Part of this summer’s slump is a domino effect from the weak spring. There was no big hit like “300,” which sold well when it arrived on disc late last July. “Harold & Kumar Escape From Guantanamo Bay,” “Step Up 2” and “21” are among the bigger recent releases during a traditionally slow period for the vid biz.
But even before the summer, new release sales were trending downward. According to analyst Tom Adams, “there was another decline, and a fairly substantial one at that,” for theatricals debuting on disc the first half of the year. He says the average overall perf was down 12% in first half, and he expects further declines through the end of the year, although he expects the sheer number of year-end releases to offset individual shortfalls.
“Certainly there are great titles out there,” says Paramount Home Video topper Kelley Avery, who is preparing “Iron Man,” “Indiana Jones and the Kingdom of the Crystal Skull” and “Kung Fu Panda” for their disc debut, along with other goodies.
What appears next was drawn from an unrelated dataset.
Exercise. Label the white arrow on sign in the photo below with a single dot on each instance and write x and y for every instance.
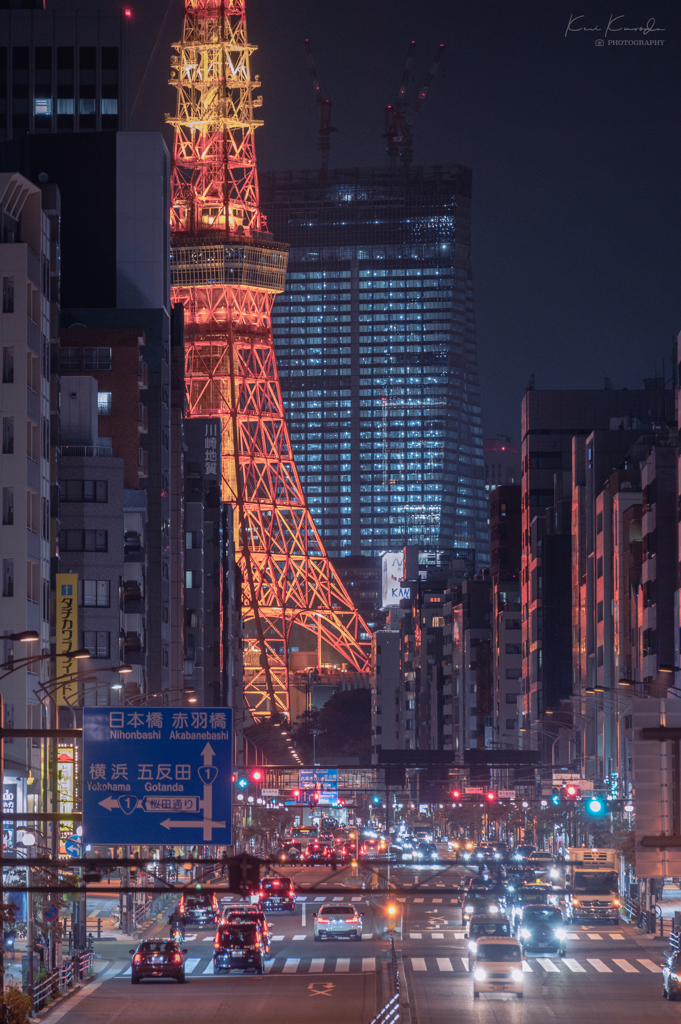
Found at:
(205, 824)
She points out that big hits tend to lift the overall DVD biz because consumers often buy more than one disc at a time, giving studios “a great opportunity to draft great catalog and TV series off theatrical hits.”
Execs pooh-pooh the notion that cash-strapped consumers won’t buy as many discs as they might during more flush times, arguing that DVD and Blu-ray discs are a bargain compared to many entertainment alternatives. Adams studied the effect of past recessions and says they never harmed home entertainment. During the previous downturn in 2001, DVD sales actually exploded.
“Entertainment, interestingly enough, is considered essential,” he says. “Overall spending is not squeezed down with all the choices. It probably keeps it flat.”
“We’re exactly where we thought we would be,” says Ron Schwartz, g.m. and exec VP of Lionsgate Home Entertainment. “This industry continues to remain extremely resilient, even in tough times.”
Adams acknowledges some consumers might hold off converting to Blu-ray because of the high cost of entry (the lowest-priced Blu-ray player is about $300, compared to $25 for a conventional DVD player) — but format sales continue to grow at projected rates.
His firm projects that 33 million Blu-ray discs will be sold by the end of year, a sizable gain from the 5 million discs sold a year ago when the high-def format battle was still under way. Studio execs project between $750 million and $1 billion in Blu-ray sales this year, with the majority coming in the fourth quarter.
To boost Blu-ray further, many studios are planning to promote BD Live features on their discs. Disney has several major Blu-ray bows with those social networking options, starting with “Sleeping Beauty.”
Blu-ray could make or break the year for homevid divisions, but even if it doesn’t lift industry fortunes in 2008, homevid execs expect renewed vigor in the coming years. In the meantime, they’re pumping out catalog and TV series by the score.
Another “Casablanca” reissue or first season of “Nash Bridges,” anyone?